Hoofdstuk 8, tekst A
Categorie: Boek > Roma > Boek 1
1 Wij breken de muren van Troje open en trekken het paard in de stad
2 O vaderland, O Troje, O muren.
3 Het paard blijft viermaal in de poort steken.
4 Viermaal geven de wapens van de Grieken in de buik van het paard geluid.
5 Wij gaan echter verder en zetten het paard binnen de stad.
6 Cassandra, de dochter van Priamus, die onze lotsbeschikkingen geeft, geloven wij niet.
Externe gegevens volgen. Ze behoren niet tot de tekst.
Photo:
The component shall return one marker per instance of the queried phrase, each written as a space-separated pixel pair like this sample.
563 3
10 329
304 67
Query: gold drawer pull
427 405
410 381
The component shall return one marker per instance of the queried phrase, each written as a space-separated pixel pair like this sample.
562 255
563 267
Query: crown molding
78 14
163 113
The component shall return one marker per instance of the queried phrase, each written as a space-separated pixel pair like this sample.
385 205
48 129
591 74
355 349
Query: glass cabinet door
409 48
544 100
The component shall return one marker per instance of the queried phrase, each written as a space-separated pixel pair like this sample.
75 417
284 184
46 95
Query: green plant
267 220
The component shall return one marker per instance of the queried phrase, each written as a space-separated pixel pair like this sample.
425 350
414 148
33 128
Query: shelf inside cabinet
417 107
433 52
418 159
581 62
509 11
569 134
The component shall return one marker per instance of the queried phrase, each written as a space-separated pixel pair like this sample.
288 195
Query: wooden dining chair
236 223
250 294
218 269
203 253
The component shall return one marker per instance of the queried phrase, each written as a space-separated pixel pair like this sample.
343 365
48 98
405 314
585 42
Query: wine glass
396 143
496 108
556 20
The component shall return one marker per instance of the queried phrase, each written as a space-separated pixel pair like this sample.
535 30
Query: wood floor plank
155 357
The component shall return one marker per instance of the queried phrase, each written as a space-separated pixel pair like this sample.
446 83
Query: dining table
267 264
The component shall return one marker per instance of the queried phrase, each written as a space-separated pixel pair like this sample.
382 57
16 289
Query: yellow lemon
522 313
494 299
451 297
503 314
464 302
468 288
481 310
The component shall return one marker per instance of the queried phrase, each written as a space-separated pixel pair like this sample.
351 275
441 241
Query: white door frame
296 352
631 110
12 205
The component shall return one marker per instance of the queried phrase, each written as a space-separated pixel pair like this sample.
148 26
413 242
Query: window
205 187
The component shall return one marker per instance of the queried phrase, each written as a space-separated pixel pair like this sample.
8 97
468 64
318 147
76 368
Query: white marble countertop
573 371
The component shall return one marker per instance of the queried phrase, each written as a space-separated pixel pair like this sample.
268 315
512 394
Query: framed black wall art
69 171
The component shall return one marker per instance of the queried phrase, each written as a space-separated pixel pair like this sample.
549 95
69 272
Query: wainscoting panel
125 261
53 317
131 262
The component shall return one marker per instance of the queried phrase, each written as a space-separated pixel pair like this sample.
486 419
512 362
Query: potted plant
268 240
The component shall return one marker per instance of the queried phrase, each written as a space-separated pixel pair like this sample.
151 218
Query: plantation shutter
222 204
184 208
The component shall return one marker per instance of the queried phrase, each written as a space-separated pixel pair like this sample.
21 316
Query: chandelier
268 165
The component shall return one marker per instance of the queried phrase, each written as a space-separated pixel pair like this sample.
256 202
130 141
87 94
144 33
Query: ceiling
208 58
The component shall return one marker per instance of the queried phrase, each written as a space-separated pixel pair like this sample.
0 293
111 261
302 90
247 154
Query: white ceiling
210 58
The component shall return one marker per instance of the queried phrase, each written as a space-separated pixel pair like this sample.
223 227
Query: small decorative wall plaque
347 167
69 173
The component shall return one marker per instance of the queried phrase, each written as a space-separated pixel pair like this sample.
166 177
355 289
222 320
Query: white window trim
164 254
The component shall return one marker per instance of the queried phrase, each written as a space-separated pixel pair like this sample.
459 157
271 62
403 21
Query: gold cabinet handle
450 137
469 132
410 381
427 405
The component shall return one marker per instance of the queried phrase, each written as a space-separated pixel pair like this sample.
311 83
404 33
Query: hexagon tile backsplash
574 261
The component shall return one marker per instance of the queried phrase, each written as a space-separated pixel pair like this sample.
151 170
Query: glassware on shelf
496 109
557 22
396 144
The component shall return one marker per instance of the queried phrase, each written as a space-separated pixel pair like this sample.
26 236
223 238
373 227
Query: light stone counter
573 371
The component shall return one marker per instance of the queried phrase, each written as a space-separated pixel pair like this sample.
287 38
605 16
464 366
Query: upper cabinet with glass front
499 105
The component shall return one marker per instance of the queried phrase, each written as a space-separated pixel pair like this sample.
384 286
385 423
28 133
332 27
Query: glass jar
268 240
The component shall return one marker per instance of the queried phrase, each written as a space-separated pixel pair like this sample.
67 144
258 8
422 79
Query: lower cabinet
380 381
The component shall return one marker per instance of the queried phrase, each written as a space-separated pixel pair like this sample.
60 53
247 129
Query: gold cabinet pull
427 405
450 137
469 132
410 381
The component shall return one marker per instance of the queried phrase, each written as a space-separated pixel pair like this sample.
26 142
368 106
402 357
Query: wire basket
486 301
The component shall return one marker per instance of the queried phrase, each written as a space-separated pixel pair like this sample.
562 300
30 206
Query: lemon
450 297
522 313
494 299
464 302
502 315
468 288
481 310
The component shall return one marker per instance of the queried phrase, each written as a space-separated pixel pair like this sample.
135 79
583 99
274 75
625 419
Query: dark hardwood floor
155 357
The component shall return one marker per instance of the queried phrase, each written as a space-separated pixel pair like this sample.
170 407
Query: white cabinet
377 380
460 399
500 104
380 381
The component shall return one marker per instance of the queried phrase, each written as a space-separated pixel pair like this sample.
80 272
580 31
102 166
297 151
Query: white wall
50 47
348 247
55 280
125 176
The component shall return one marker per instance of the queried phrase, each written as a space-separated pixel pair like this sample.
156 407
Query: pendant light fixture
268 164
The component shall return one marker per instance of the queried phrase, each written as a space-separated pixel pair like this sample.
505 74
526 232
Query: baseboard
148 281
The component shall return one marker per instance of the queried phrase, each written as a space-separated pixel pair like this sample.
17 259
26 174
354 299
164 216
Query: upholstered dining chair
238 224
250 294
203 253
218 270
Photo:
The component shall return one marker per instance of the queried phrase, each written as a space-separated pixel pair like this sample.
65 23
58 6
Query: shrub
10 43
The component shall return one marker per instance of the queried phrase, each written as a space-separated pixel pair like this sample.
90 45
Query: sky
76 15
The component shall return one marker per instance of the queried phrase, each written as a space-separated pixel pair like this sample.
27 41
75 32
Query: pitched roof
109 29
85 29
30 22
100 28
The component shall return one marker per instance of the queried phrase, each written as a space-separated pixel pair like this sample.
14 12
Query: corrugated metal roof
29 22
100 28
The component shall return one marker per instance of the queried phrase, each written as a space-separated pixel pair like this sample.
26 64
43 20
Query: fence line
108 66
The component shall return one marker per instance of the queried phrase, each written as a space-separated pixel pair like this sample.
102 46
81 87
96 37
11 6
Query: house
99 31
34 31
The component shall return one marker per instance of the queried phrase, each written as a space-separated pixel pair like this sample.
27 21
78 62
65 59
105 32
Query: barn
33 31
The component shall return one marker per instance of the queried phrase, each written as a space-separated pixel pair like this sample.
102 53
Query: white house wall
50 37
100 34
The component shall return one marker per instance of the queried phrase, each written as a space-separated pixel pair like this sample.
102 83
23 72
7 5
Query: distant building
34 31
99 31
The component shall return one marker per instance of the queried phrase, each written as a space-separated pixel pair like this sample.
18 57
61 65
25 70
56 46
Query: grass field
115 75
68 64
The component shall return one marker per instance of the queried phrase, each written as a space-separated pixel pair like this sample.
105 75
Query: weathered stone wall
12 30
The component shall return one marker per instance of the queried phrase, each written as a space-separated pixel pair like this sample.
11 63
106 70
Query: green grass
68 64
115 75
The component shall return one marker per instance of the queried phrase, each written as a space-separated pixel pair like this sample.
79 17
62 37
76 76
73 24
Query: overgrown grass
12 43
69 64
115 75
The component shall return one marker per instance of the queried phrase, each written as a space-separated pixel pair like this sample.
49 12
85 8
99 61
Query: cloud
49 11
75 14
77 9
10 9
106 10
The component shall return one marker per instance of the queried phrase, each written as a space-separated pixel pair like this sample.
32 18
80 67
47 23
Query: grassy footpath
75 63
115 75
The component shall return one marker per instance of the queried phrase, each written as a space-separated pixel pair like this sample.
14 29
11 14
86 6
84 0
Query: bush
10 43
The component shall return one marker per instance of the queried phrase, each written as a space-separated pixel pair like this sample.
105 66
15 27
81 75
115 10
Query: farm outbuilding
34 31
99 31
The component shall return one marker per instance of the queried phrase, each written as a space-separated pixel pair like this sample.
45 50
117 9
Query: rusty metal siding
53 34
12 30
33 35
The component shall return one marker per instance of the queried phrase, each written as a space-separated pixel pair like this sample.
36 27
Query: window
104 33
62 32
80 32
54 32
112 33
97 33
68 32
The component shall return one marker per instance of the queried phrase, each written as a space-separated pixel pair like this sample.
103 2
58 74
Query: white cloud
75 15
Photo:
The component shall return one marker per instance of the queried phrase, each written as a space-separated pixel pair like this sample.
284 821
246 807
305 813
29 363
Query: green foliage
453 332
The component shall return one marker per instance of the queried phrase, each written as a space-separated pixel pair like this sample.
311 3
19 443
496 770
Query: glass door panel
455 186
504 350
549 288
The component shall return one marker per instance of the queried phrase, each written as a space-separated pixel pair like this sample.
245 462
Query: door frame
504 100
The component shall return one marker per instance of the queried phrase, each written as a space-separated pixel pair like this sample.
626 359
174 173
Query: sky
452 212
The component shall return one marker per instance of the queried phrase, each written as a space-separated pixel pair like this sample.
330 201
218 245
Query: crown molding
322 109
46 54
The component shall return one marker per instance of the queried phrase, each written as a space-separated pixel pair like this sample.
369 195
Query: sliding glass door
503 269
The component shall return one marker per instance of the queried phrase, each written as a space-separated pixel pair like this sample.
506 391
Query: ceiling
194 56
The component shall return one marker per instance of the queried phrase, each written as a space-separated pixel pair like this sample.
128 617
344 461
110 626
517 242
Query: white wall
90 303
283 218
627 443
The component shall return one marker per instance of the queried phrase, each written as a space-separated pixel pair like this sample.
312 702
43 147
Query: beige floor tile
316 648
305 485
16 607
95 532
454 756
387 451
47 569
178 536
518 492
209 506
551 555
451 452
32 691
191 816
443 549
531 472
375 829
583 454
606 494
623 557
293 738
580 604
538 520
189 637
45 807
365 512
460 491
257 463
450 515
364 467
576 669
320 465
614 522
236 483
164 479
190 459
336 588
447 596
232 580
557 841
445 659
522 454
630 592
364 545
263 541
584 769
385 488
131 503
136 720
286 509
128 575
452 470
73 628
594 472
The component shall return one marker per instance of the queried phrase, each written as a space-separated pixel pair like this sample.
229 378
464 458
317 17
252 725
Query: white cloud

7 Wij versieren de tempels van de goden met bloemenkransen.
8 Dit is voor ons een feestdag.
9 Uit de zee stijgt een vochtige nacht op en een dichte schim bedekt het land.
10 Heimelijk naderen de schepen van de Grieken vanaf het eiland Tenedus Troje.
11 Intussen bevrijdt Sinon de Grieken uit de buik van het paard.
12 De slimme Odysseus, Pyrrhus, de zoon van Achilles en Menelaus, de echtgenoot van Helena.
13 Zij doden de wachters van de poorten en openen de poorten voor de overige Grieken.
14 Ach, wij, Trojanen, slapen, door slaap en wijn overwonnen.